Mortgage Shortfall & Negative Equity
If Your Sale Proceeds Are Less Than The Mortgage Owed
When a lender sells or auctions off your property, their primary concern is to recover the debt owed to them. If you’re arrears are very large, you have other secured loans, or if the value of the property has fallen since you bought it (negative equity) the money from the sale may not cover everything you owe. If this happens, you will still be responsible for repaying the difference. This difference is known as the ‘shortfall’.
When trying to work out if you will be subject a mortgage shortfall you should take in to account any arrears that you owe as these may be in addition to the mortgage remaining. You should also take in to account costs with regards to selling the property which include estate agent fees, Home Information Pack (HIPS), solicitor’s fees etc. all of which will add to the total debt. According to The Council of Mortgage Lenders 21% of repossessed houses are subject to shortfall.
A Word On Mortgage Indemnity Insurance
If you had to pay for indemnity insurance when you took out your mortgage, it will pay all or part of the shortfall to your lender. However, you are still responsible for the money and can be asked to pay it back after the property is sold.

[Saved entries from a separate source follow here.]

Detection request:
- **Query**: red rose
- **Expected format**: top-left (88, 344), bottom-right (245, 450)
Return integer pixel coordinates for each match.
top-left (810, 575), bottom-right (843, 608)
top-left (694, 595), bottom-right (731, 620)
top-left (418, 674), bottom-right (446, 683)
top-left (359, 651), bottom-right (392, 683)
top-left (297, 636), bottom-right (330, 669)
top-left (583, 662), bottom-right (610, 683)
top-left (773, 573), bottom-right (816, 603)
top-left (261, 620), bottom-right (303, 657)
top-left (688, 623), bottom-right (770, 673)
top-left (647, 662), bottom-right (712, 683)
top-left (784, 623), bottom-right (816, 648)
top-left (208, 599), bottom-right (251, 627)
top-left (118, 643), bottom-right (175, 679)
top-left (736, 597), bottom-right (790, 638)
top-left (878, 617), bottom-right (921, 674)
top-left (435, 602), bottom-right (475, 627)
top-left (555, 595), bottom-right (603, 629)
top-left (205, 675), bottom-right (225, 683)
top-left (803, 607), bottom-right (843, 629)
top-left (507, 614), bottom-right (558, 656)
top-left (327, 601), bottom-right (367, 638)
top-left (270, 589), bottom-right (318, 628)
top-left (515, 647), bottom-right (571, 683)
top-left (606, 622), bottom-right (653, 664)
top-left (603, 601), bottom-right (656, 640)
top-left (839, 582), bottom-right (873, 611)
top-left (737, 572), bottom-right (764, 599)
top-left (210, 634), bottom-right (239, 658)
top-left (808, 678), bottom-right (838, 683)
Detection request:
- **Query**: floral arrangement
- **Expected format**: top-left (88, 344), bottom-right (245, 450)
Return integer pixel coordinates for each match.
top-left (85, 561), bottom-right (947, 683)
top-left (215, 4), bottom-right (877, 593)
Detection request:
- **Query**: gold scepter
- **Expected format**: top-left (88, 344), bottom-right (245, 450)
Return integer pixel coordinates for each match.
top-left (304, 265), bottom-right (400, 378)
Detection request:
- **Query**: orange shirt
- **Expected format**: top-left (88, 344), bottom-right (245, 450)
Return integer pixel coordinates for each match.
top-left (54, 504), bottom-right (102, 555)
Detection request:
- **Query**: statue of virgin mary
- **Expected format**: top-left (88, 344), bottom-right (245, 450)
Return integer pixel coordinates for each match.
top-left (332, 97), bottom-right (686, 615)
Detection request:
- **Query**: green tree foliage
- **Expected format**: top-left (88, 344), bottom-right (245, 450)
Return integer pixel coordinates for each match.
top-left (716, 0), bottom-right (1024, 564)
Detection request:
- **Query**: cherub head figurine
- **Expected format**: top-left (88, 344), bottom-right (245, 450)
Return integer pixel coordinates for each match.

Your lender may take legal action on behalf of the insurance company, or the insurer can do so itself, although this has to be done within a certain amount of time and it may be possible to negotiate a manageable way to pay off the shortfall.
Repaying The Shortfall After The Repossession
You may be contacted soon after the repossession to ask how you intend to repay the debt. Once the property is sold, your lender or insurer will probably send you a detailed final financial statement. This will tell you whether any debt is still outstanding, and should include a detailed breakdown of all the costs involved. It is very important to get independent advice before you reply to any letters asking how you intend to pay off your debt.
How Will My Credit Rating By Affected
It can often be very difficult to find a landlord or lender who will provide a tenancy or mortgage to people with a history of mortgage arrears and other debt problems. They usually use credit reference agencies such as Experian and Equifax to check your credit history before they will give you a tenancy agreement or lend you money to buy a new home. Most mortgage lenders will also check the Council for Mortgage Lenders Possessions Register, which holds information about repossessions by any of its members during the last six years.
You can write or apply via the internet to the credit reference agencies asking for a copy of the information they hold on you. There is normally a small fee to pay but agency should then send you a copy of the information they hold on you within seven working days.